D’après Jean Bisson, « la croissance fulgurante des quartiers nomades relève d’un urbanisme spontané, à peine tempéré par le respect de la voirie… » (Bisson, 1986).

Béchar, l’agglomération urbaine la plus proche, accueille un exode transsaharien de populations nomades et ksouriennes. En quête d’emplois dans les domaines du chemin de fer, du bâtiment et de la houillère, et d’habitations stables, cette émigration donne lieu à des quartiers informels (Yousfi, 2015). Citons le cas de la création du quartier du Ksar (cas étudié) et celui de Debdaba où les Ouled Djerir, tribu nomade du Nord de Béchar, se sont sédentarisés sur les jardins aux abords de la rive gauche de l’oued, dont ils jouissaient de la propriété foncière (Hamidi, 2011). Par la suite, de nouvelles stratégies de développement ont été adoptées pour urbaniser les zones sahariennes ayant pour but de réduire les inégalités régionales et stimuler l’économie rurale (Mutin, 2004).

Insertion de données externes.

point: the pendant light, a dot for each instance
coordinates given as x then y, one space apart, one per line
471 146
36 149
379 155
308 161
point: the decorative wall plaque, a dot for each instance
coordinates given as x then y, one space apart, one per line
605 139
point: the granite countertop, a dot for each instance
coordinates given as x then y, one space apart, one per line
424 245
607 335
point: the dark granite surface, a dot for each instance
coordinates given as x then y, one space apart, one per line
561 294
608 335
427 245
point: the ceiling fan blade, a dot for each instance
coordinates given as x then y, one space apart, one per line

Le quartier du Ksar1 est né de l’extension de l’ancien Ksar de Béchar (conception vernaculaire). A l’époque, le Ksar se trouvant sous le contrôle de l’administration coloniale, les nomades venant se sédentariser ne sont autorisés à s’implanter qu’à ses abords. Leur implantation est réfléchie selon l’organisation nomade et en réponse aux principes de la structure vernaculaire. Le tissu urbain aux abords du Ksar et du cimetière est densifié et partagé entre des familles nomades et ksouriennes. D’autres fractions ethniques sont venues s’ajouter, aux nouveaux quartiers nés de l’action de l’État (Prenant et Semmoud, 2008). Les nouveaux arrivants se localisent selon leur groupe social restreint d’appartenance, en fonction des liens de sang en respectant la lignée.

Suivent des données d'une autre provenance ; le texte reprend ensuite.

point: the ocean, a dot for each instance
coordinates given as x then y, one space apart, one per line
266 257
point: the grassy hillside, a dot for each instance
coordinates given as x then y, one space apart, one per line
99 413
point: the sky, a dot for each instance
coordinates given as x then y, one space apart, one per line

A l’échelle urbaine, l’organisation est établie selon les principes du Ksar: une lecture élémentaire du tissu reflète un espace extérieur caractérisé par des ruelles étroites et sinueuses (z’guegs), des parcelles de jardins (djenens) et de grands vides urbains pour les emplacements occasionnels de la khaïma. Les maisons à patios ouverts ou couverts sont regroupées de manière compacte (accolées les unes aux autres). Elles sont de type introverti fermées au monde extérieur. La conception compacte horizontale expose le minimum de surface au soleil et au vent. La protection des façades contre le soleil se fait par des rues profondes et sinueuses qui diminuent le temps de l’ensoleillement direct des façades. Dans un environnement aussi dense, il y a très peu d’espaces pour le sable, l’éclat du soleil et les tourbillons de sable, préoccupations majeures du climat régional. Le tissu est constitué d’îlots hétérogènes, entièrement densifiés par le bâti (Figure 1).

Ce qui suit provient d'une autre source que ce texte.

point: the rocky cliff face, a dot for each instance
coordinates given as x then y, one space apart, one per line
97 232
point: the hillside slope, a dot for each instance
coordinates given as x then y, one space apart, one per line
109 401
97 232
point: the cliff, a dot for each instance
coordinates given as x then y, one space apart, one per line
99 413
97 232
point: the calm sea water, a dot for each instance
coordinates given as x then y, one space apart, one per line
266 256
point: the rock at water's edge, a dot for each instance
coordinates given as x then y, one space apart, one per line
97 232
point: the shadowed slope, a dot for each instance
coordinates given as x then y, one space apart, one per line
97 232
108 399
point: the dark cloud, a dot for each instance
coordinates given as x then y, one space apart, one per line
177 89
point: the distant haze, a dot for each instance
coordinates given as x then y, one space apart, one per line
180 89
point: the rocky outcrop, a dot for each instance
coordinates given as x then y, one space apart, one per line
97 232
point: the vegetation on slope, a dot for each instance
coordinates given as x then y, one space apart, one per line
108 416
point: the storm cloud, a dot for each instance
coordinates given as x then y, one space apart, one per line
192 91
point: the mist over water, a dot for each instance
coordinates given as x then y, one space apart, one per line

Figure 1 Tissu du quartier du Ksar. À gauche, l' aspect du tissu, et à droite la localisation du cas étudié. Dessins de l’auteur. 

6. L’habitat traditionnel saharien : un modele aux multiples lectures

6.1. Une cosmoarchitecture

L’habitat traditionnel est le produit du type véhiculé par la tradition, c’est un habitat non spécialisé, ouvert, inachevé, dont la conception est le fruit d’une tâche commune. Il est le fruit d’un consensus des membres d’une communauté, traversant de nombreuses générations. La tradition ayant force de loi que tous respectent d’un commun accord. Il résulte de la traduction de nombreuses forces socioculturelles et répond aux exigences du milieu, aux conditions économiques et organise surtout les rapports sociaux. Le temps a en général très peu d’impact sur ce modèle d’habitation, puisque seuls quelques ajustements et variations sont à dénoter. En d’autres termes, le type véhiculé par la tradition n’est pas modifié, il traverse le temps.

La composante socioculturelle du genre de vie qui le définit est un facteur déterminant de la forme de l’habitation. D’un autre angle, elle est assimilée à un microcosme imago mundi (Norberg-Schulz, 1981, p. 18), retranscription d’un monde à l’échelle humaine où l’axe du monde virtuel, situé au milieu du « haouch » assure la communication avec les cieux. L’axis mundi (Eliade, 1965, p. 26) établit un dialogue entre la maison et l’homme dans ses dimensions ergonomiques, sociales et imaginaires. Elle représente à l’image de l’habitation négro-africaine, une cosmoarchitecture (Fassassi, 1978).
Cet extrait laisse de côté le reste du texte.